On Friday, June 12, the government of the autonomous region of Bougainville announced that the State of Emergency (SoE) introduced to prevent the spread of the coronavirus disease (COVID-19) will be extended through August 14. The SoE places limits on movement and travel, however, commercial flights between Bougainville and Papua New Guinea via Buka Airport (BUA) were resumed on Monday, May 18. There are currently no recorded cases of COVID-19 in Bougainville, however, the government of the region considered the threat of an outbreak justified the extension. The government has clarified that elections that are slated to occur in August will occur with the SoE in place.
On Wednesday, June 3, Papua New Guinea's parliament has voted to extend the nationwide SoE introduced due to COVID-19 for two further weeks through Tuesday, June 16. The SoE, which has been in place since March 24, restricts border entry and public movement. Nightclubs, bookmakers, and liquor stores remain closed, while other businesses have been forced to close due to a lack of trade. Parliament is due to bring out further guidance on how the government plans to exit the SoE, including the further reopening of the economy.
Papua New Guinea allowed schools to reopen as of May 4, following a five-week suspension of classes. The wearing of face masks by teachers and students is mandatory, as well as frequent hand-washing. However, school attendance is not compulsory, allowing parents to not take their children to school if they do not believe it is safe.
The curfews in the National Capital District and Central province were lifted on May 4. Businesses including hotels and restaurants are permitted to operate, in addition to pharmacies, banks, supermarkets, and wholesalers. The public has been urged to continue to observe social distancing measures and a ban on public gatherings remains in place. Public transport has resumed operations, albeit with limits on passenger numbers. However, all nonessential workers are to continue staying home.
As of June 12, eight COVID-19 cases have been confirmed across Papua New Guinea, and no associated deaths. Further international spread of the virus is expected over the near term.

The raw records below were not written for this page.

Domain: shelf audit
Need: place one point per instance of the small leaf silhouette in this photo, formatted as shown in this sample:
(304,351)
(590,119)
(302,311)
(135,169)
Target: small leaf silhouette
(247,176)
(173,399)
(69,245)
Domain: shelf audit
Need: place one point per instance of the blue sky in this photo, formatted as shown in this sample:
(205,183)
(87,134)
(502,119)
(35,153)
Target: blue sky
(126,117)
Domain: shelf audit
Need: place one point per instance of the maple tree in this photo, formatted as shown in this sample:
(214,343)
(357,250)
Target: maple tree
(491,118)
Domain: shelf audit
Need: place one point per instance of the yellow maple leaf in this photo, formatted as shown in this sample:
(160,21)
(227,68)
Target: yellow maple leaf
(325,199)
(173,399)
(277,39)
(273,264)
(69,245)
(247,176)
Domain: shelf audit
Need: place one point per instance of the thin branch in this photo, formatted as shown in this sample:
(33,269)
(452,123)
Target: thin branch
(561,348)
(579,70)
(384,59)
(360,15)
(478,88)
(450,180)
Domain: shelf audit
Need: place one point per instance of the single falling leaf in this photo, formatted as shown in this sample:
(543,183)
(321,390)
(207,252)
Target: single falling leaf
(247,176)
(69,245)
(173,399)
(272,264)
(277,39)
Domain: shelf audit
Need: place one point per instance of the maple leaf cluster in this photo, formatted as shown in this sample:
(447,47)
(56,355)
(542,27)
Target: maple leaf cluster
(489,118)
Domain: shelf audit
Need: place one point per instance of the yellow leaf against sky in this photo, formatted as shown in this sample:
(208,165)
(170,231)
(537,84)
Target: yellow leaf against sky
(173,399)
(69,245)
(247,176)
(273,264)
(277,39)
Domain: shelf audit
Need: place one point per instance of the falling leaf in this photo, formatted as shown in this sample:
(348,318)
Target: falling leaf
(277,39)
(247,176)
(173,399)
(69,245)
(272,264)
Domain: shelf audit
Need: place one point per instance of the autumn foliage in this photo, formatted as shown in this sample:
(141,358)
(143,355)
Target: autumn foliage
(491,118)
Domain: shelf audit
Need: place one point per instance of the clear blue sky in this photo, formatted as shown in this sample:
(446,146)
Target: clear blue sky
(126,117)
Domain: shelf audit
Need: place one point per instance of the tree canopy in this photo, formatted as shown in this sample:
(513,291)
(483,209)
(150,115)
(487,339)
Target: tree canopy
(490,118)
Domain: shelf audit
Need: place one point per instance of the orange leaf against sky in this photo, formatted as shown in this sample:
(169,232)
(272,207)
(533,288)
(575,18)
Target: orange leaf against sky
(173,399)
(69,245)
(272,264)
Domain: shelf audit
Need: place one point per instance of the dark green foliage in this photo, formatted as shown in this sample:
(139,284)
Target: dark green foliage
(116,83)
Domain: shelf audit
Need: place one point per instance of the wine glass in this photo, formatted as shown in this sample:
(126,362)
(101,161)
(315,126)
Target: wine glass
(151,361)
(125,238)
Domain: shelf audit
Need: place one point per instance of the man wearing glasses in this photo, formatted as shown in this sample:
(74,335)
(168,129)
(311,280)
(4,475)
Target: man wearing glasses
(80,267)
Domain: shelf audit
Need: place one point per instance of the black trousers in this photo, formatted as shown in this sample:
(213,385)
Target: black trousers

The first case of COVID-19 was reported on December 31 and the source of the outbreak has been linked to a wet market in Wuhan (Hubei province, China). Human-to-human and patient-to-medical staff transmission of the virus have been confirmed. Many of the associated fatalities have been due to pneumonia caused by the virus.
Cases of the virus have been confirmed in numerous countries and territories worldwide. Virus-screening and quarantining measures are being implemented at airports worldwide, as well as extensive travel restrictions. On March 11, the World Health Organization (WHO) declared the global outbreak a pandemic.
Pneumonia symptoms include dry cough, chest pain, fever, and labored breathing. Pneumonia can be contagious and can be transmitted from human to human. The influenza virus, or the flu, is a common cause of viral pneumonia.
Measures adopted by local authorities evolve quickly and are usually effective immediately. Depending on the evolution of the outbreak in other countries, authorities are likely to modify, at very short notice, the list of countries whose travelers are subject to border control measures or entry restrictions upon their arrival to the territory in question. It is advised to postpone nonessential travel due to the risk that travelers may be refused entry or be subject to quarantine upon their arrival or during their stay.
To reduce the risk of COVID-19 transmission, travelers are advised to abide by the following measures:
- Frequently clean hands by applying an alcohol-based hand rub or washing with soap and water.
- When coughing and sneezing, cover mouth and nose with a flexed elbow or tissue; if used, throw the tissue away immediately and wash hands.
- If experiencing a fever, cough, difficulty breathing, or any other symptoms suggestive of respiratory illness, including pneumonia, call emergency services before going to the doctor or hospital to prevent the potential spread of the disease.